Per la Cassazione l’interruzione del rapporto di lavoro è legittima in quanto il lavoratore è tenuto, anche al di fuori del contesto lavorativo, a non porre in essere comportamenti tali da ledere gli interessi morali e materiali del datore di lavoro o da comprometterne il rapporto fiduciario

Un lavoratore era stato licenziato dalla propria azienda dopo essere stato arrestato per possesso di droga e aver patteggiato la pena in sede di giudizio penale. Il dipendente, ritenendo illegittima l’interruzione del rapporto di lavoro, aveva agito in giudizio per ottenere l’annullamento del provvedimento ma sia il Tribunale che la Corte di Appello di Potenza avevano respinto le sue doglianze.
Di qui la decisione di rivolgersi alla Suprema Corte di Cassazione. In tale sede il ricorrente evidenziava come il Giudice di secondo grado avrebbe commesso un errore nel formulare la propria decisione “esclusivamente sulla sentenza di patteggiamento” per fatti che nulla avevano a che vedere con la sua condotta in ambito lavorativo.
La Corte d’appello, inoltre, non avrebbe, a suo dire, svolto in concreto alcuna indagine “sull’effettiva lesione del vincolo fiduciario della condotta contestata, considerato che il contratto collettivo di categoria non attribuisce automaticamente alcuna valenza in tal senso alla sentenza penale di condanna”. Non essendo stato accertato il venir meno del rapporto di fiducia tra lavoratore e datore, la sentenza di patteggiamento non costituiva, quindi, elemento sufficiente per giustificare il licenziamento.

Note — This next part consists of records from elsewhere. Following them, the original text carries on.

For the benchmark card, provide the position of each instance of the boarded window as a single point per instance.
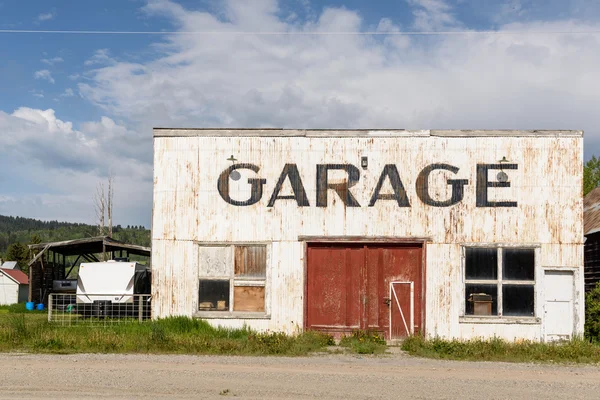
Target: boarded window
(236, 272)
(494, 288)
(249, 298)
(250, 261)
(481, 299)
(517, 300)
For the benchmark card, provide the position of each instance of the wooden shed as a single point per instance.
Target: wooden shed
(591, 227)
(14, 286)
(447, 233)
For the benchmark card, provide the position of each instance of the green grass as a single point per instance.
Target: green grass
(574, 351)
(178, 335)
(364, 342)
(19, 308)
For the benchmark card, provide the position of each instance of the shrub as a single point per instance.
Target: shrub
(364, 342)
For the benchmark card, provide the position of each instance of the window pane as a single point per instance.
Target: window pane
(249, 298)
(250, 261)
(214, 295)
(214, 261)
(481, 299)
(481, 263)
(517, 300)
(519, 264)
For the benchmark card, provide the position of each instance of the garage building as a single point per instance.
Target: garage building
(447, 233)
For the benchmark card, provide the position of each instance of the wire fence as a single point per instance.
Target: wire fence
(67, 309)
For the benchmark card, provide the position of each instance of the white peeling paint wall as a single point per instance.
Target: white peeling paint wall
(188, 209)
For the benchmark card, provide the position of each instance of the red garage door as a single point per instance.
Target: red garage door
(365, 286)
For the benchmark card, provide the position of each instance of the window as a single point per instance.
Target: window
(499, 281)
(232, 278)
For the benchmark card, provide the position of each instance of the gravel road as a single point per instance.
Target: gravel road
(324, 377)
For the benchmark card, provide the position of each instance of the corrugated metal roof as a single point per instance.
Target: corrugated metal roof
(279, 132)
(591, 212)
(16, 275)
(9, 265)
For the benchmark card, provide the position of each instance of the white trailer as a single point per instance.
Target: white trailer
(105, 288)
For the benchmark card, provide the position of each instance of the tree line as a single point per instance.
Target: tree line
(17, 232)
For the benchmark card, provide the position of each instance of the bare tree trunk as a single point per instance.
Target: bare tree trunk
(110, 203)
(100, 207)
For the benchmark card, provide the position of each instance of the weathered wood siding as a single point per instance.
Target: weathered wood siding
(547, 186)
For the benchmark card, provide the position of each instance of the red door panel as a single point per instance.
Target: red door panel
(348, 287)
(333, 287)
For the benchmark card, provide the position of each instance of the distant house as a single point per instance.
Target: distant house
(14, 286)
(10, 265)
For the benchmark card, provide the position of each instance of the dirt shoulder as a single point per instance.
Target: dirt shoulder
(330, 377)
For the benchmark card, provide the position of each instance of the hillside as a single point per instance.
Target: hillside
(21, 230)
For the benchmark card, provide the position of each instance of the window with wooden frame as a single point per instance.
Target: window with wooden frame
(232, 278)
(499, 281)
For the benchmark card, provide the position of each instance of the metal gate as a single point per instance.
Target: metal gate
(402, 315)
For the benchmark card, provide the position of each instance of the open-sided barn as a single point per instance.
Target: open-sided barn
(456, 234)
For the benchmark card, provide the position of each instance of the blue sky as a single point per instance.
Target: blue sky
(66, 99)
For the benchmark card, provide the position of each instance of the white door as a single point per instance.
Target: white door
(558, 305)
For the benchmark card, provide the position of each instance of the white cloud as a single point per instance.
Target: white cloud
(68, 93)
(63, 164)
(431, 15)
(44, 74)
(528, 81)
(101, 56)
(52, 61)
(332, 81)
(38, 94)
(46, 16)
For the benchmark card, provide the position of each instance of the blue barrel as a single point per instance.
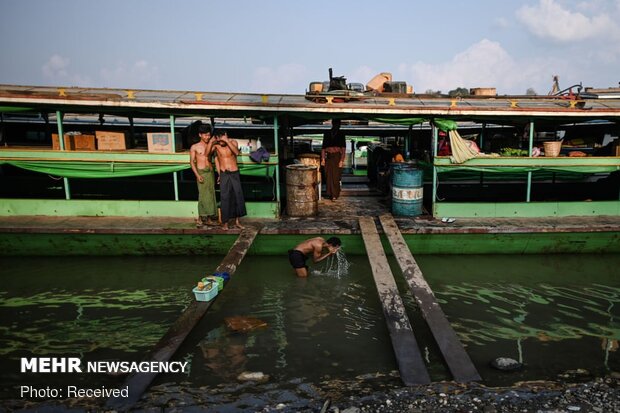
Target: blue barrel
(407, 190)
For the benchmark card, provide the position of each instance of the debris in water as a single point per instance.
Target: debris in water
(506, 364)
(244, 324)
(257, 376)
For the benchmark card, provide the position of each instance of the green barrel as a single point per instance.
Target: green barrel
(407, 190)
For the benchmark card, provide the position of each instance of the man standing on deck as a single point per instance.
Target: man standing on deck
(315, 246)
(332, 158)
(231, 193)
(200, 161)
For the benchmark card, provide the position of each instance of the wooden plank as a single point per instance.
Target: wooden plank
(408, 356)
(137, 383)
(454, 353)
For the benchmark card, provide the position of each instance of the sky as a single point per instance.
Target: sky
(280, 46)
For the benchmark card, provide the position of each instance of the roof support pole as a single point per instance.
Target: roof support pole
(174, 174)
(529, 153)
(276, 142)
(408, 143)
(61, 143)
(435, 143)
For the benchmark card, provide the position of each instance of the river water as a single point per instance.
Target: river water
(552, 313)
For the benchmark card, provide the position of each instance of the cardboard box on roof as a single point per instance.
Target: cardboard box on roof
(80, 142)
(162, 142)
(112, 141)
(483, 91)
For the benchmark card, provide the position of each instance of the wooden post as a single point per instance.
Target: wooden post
(454, 354)
(137, 383)
(408, 356)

Gli Ermellini, tuttavia, con la sentenza n. 8132/2017, hanno ritenuto di respingere il ricorso, in quanto infondato. Secondo i Giudici di Cassazione, infatti, “anche una condotta illecita, estranea all’esercizio delle mansioni del lavoratore subordinato, può avere un rilievo disciplinare, poiché il lavoratore è assoggettato non solo all’obbligo di rendere la prestazione, bensì anche all’obbligazione accessoria di tenere un comportamento extralavorativo che sia tale da non ledere né gli interessi morali e patrimoniali del datore di lavoro né la fiducia che, in diversa misura e in diversa forma, lega le parti del rapporto di durata”.
Se presenta caratteri di gravità – da valutare in relazione alla natura dell’attività svolta dall’impresa datrice di lavoro e all’attività in cui si inserisce la prestazione resa dal lavoratore subordinato –la condotta illecita può rappresentare giusta causa di licenziamento. Nel caso in esame, il possesso di sostanze stupefacenti, sia pure in ambito extralavorativo, è stato considerato tale in quanto “il lavoratore è tenuto a non porre in essere, fuori dall’ambito lavorativo, comportamenti tali da ledere gli interessi morali e materiali del datore di lavoro o da comprometterne il rapporto fiduciario”.